Consultant: Use TV Channel 6 for Radio

It's time to drop radio's protections for TV Channel 6 and re-purpose that spectrum to the FM band. So says engineering consultant John Mullaney.

In an FCC filing, Mullaney says adding 82 to 88 MHz to the bottom of the FM band would ease overcrowding; the time is also right for the agency to decide if TV Channel 5 should be reallocated to radio as well, he said.

"The assumptions that Channels 2–6 are technically equal to the remaining Channels 7–51 has proved not to be totally accurate," says Mullaney in the filing.

"We believe the problems associated with impulse noise and greater difficulty in compensating for signal cancellations are some of the major reasons why there are only 38 potential [TV] digital allotments under consideration while there are currently 302 analog full-service analog allotments."

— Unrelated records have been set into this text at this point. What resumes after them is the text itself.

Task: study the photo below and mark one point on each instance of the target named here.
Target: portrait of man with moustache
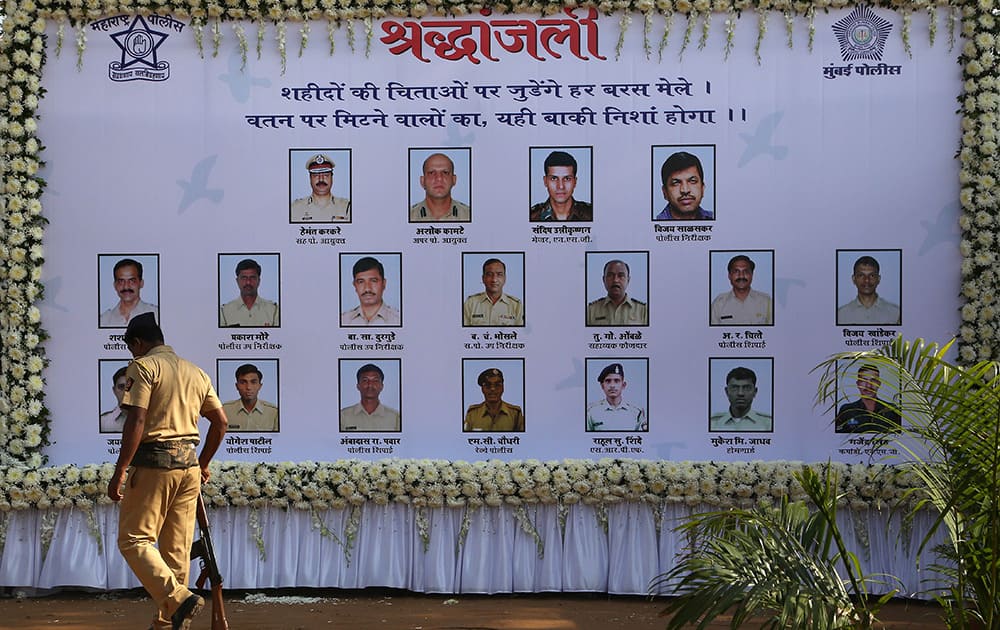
(128, 284)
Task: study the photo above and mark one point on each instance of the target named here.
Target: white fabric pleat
(499, 555)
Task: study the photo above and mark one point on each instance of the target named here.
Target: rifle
(203, 549)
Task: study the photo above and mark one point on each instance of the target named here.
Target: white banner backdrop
(811, 160)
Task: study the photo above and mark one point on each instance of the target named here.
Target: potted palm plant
(780, 563)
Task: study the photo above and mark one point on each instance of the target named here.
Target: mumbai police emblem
(139, 43)
(862, 34)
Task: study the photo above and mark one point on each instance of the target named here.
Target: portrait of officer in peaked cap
(500, 385)
(320, 184)
(618, 405)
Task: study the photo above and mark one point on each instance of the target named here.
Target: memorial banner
(498, 236)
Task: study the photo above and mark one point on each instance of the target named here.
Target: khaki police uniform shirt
(385, 316)
(479, 310)
(603, 416)
(459, 212)
(881, 313)
(262, 313)
(263, 416)
(750, 421)
(112, 317)
(629, 313)
(332, 210)
(509, 418)
(755, 309)
(355, 418)
(173, 391)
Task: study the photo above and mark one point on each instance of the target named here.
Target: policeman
(613, 413)
(249, 309)
(617, 308)
(493, 307)
(868, 308)
(321, 206)
(248, 412)
(493, 414)
(741, 389)
(743, 304)
(164, 397)
(369, 284)
(369, 414)
(437, 181)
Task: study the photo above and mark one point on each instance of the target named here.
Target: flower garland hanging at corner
(24, 419)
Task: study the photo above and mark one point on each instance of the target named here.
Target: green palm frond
(951, 443)
(779, 564)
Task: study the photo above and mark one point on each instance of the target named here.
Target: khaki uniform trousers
(160, 506)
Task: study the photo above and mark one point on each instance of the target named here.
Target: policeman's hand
(115, 485)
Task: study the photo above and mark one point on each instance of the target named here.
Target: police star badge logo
(139, 44)
(862, 34)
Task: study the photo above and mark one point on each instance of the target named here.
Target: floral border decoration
(317, 487)
(24, 418)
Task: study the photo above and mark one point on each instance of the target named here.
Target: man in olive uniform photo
(613, 412)
(741, 389)
(369, 414)
(617, 308)
(742, 305)
(321, 206)
(249, 412)
(493, 307)
(868, 308)
(164, 396)
(249, 309)
(493, 414)
(560, 183)
(437, 181)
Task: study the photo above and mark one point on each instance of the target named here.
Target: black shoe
(182, 617)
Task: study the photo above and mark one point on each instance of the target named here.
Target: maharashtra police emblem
(862, 35)
(139, 45)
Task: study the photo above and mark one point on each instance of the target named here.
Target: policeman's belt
(169, 455)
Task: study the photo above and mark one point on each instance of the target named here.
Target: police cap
(320, 163)
(614, 368)
(487, 373)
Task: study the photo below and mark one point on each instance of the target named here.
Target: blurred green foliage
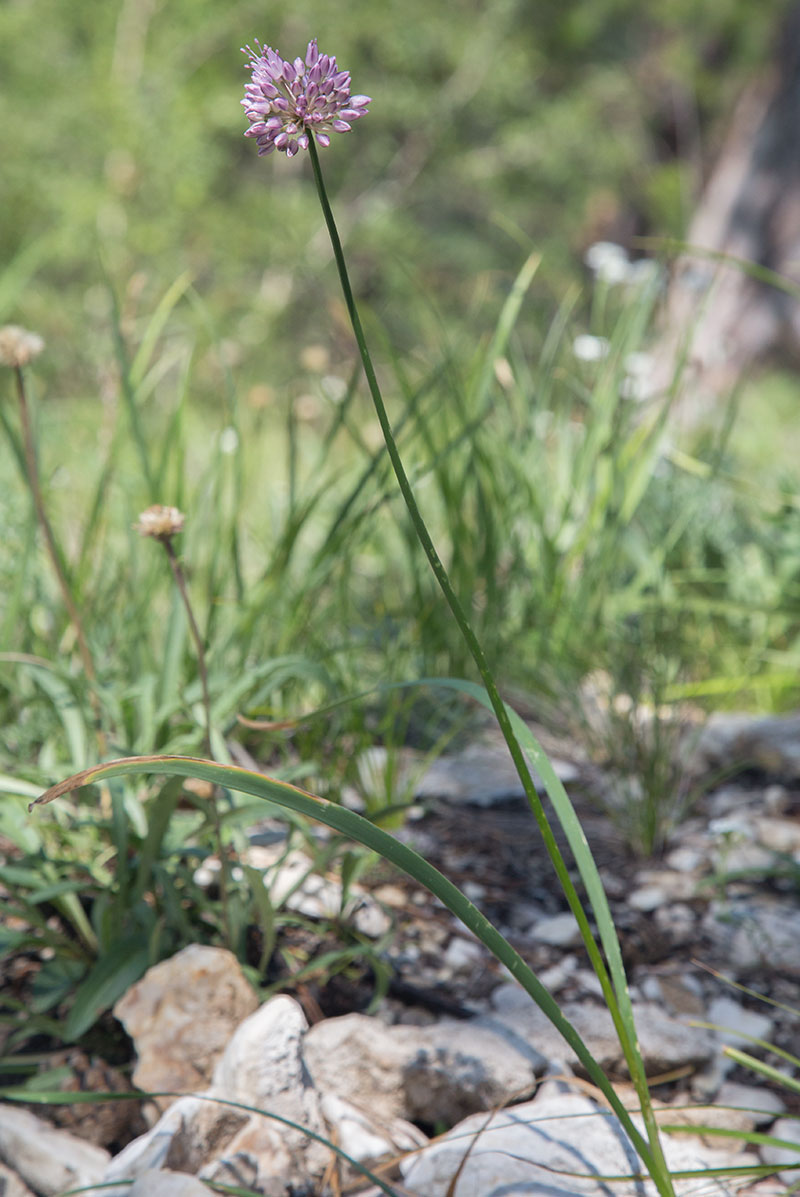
(492, 126)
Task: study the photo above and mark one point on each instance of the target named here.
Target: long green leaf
(359, 830)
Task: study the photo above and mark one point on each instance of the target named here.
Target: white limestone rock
(167, 1184)
(558, 1144)
(666, 1043)
(46, 1159)
(423, 1074)
(181, 1015)
(12, 1185)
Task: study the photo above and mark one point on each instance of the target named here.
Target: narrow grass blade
(359, 830)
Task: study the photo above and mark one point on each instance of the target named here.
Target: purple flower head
(288, 102)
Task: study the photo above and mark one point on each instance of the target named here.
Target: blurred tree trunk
(719, 315)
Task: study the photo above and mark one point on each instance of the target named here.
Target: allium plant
(291, 107)
(289, 102)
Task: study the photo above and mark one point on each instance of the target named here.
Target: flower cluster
(161, 522)
(18, 346)
(289, 102)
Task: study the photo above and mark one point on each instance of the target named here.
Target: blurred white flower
(18, 346)
(608, 262)
(637, 383)
(591, 348)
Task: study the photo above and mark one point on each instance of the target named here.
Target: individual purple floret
(285, 102)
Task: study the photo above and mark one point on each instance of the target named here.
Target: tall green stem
(630, 1050)
(31, 469)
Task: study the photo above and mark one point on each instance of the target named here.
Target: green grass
(199, 356)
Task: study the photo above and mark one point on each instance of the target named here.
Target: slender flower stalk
(655, 1162)
(18, 347)
(162, 523)
(273, 133)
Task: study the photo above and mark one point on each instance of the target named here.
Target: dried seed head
(18, 346)
(162, 523)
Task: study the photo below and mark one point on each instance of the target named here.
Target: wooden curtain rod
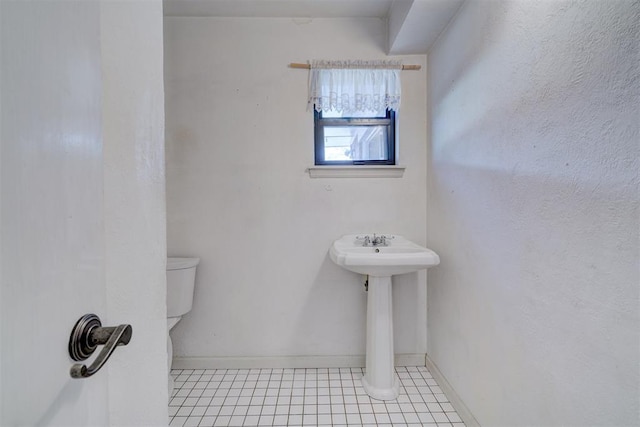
(307, 66)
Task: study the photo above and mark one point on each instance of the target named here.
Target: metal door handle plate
(87, 335)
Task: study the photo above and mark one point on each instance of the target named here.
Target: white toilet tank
(181, 275)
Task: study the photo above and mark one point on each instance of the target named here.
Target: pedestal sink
(380, 257)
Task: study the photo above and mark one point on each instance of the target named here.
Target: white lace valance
(355, 86)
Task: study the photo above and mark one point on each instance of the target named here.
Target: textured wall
(239, 138)
(533, 208)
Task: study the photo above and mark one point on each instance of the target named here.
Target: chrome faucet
(375, 241)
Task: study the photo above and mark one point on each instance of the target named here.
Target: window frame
(320, 122)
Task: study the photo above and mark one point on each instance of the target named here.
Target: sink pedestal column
(380, 380)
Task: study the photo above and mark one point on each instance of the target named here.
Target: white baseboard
(357, 361)
(462, 410)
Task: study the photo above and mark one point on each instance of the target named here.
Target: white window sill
(356, 171)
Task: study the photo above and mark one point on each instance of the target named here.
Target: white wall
(533, 208)
(239, 138)
(135, 207)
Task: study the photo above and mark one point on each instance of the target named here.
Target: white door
(52, 226)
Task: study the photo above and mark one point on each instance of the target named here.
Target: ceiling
(278, 8)
(413, 25)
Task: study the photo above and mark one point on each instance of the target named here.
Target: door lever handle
(87, 335)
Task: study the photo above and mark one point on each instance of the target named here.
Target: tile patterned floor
(304, 397)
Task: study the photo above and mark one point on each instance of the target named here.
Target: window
(355, 105)
(359, 138)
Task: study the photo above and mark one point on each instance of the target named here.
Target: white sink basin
(388, 256)
(400, 256)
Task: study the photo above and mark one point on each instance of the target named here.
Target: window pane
(355, 143)
(355, 114)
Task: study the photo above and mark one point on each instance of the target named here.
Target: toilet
(181, 276)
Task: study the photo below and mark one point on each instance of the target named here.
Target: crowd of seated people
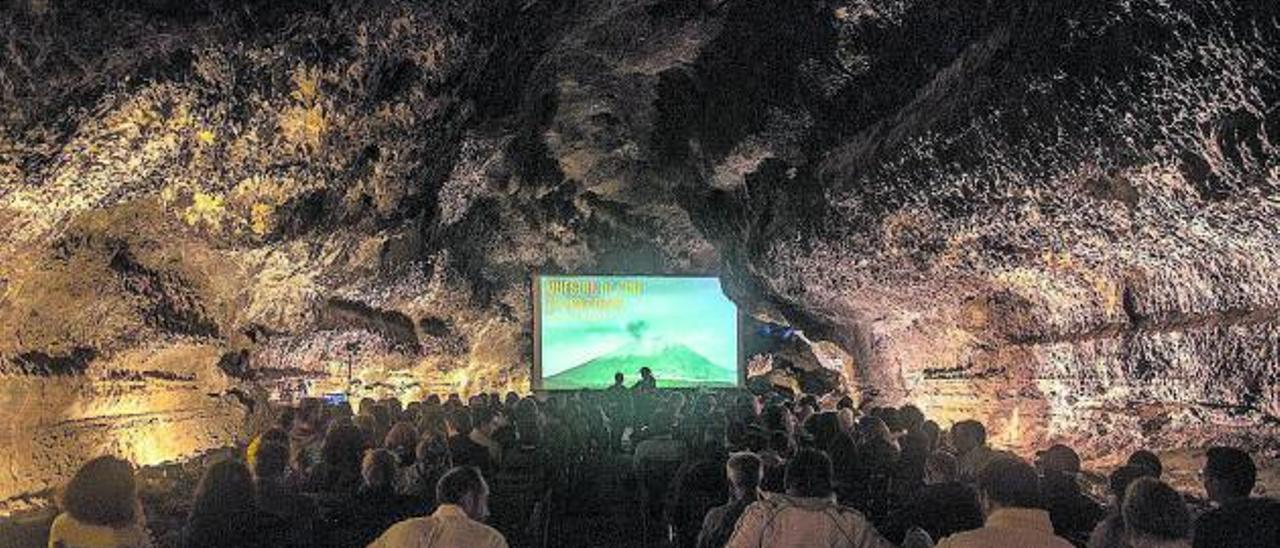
(709, 469)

Because only eight digital allotments are proposed for TV Channel 6, Mullaney believes, based upon this "extreme underutilization of TV 6, the commission could also consider a shared use of the channel but limit the sharing to just those full-service digital TV allotments currently under consideration."

Many of the recently filed NCE applications for radio allocations either ignored Channel 6 protection or curtailed their proposed power levels to protect those analog channels, he said.

The thousands of applications filed in the recent window, as well as more than 14,000 applications filed in the 2003 FM translator window, demonstrates pent-up-demand for FM spectrum, he argues.

One allocation for a TV channel could be used for up to 30 FM radio stations; such additions could go a long way towards easing short-spacing conditions on the FM band, he states.